The US Atlas project installed perfSONAR measurement servers at a number of sites, and configured bwctl to run tests every few hours. After a couple of days they noticed that for the path from the University of Michigan to Brookhaven National Laboratory, performance varied from 50-80 Mbps, but it was expected that this path should be capable of supporting 800 Mbps flows. The path traversed 4 networks: ESnet, Internet2, BNL, and UMich; any of which might have been the source of the trouble.
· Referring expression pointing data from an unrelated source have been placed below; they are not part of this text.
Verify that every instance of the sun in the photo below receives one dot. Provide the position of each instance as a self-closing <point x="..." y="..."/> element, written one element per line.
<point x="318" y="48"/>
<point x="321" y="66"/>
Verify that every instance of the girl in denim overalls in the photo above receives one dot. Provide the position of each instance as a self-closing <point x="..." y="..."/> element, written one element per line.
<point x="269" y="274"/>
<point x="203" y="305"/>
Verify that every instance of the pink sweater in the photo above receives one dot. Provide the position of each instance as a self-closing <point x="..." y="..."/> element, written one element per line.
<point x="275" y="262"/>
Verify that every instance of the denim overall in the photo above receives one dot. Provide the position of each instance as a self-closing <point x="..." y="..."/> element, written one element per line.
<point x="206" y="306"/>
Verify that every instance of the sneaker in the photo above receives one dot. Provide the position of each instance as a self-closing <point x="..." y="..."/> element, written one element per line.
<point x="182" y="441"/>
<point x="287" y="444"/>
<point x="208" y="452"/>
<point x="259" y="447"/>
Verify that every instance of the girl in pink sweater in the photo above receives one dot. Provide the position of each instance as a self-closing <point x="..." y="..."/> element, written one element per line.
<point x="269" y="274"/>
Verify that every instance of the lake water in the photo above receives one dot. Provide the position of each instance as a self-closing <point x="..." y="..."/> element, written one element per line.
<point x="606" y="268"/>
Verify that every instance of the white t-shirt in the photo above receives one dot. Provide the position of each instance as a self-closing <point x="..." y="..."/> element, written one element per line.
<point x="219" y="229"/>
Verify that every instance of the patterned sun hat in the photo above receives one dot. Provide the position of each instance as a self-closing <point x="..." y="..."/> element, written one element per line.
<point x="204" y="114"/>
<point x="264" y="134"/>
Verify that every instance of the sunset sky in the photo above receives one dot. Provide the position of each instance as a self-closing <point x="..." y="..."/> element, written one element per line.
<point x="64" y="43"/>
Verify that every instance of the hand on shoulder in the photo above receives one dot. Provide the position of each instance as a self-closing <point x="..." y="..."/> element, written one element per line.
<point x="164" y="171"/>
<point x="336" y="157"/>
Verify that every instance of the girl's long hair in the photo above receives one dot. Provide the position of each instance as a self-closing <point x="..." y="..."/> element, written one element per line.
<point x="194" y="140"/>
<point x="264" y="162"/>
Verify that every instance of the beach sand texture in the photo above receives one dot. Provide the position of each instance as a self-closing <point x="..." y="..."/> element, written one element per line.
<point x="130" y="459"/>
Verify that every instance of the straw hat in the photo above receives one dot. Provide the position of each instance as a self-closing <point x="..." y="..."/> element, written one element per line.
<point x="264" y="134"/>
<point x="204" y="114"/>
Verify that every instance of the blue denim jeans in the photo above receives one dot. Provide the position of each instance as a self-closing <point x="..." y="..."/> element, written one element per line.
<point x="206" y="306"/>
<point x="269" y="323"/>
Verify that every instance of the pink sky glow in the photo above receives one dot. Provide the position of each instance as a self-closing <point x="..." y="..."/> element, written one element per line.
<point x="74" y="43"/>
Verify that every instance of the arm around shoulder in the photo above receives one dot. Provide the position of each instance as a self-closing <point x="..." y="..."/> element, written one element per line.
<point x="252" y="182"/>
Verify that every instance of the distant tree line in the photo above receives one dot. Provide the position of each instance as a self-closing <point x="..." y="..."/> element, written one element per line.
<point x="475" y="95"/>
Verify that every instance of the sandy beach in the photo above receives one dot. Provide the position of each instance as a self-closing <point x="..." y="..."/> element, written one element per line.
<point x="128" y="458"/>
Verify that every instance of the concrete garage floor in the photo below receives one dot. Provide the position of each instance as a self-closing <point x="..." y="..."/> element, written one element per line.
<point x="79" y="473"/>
Luckily there are several perfSONAR measurement hosts along the path, so it was easy to eliminate potential sources of trouble. Regular tests from bnl-pt1.es.net (Brookhaven) to chic-pt1.es.net (Chicago) showed no problems. bnl-pt1.es.net to lhcmon.bnl.gov also showed no problems. However psum02.aglt2.org (Michigan) to chic-pt1.es.net showed that something was wrong with this segment of the path.
This problem was not an easy one to find. There were no error counters incrementally tabulating errors for this. It turns out that the Cisco Express Forwarding (in a Cisco 6509) had an IPv4 fault status, probably due to a routing table overflow. A hard reset of this switch fixed the problem, and performance went to 900 Mbps, as shown in this plot.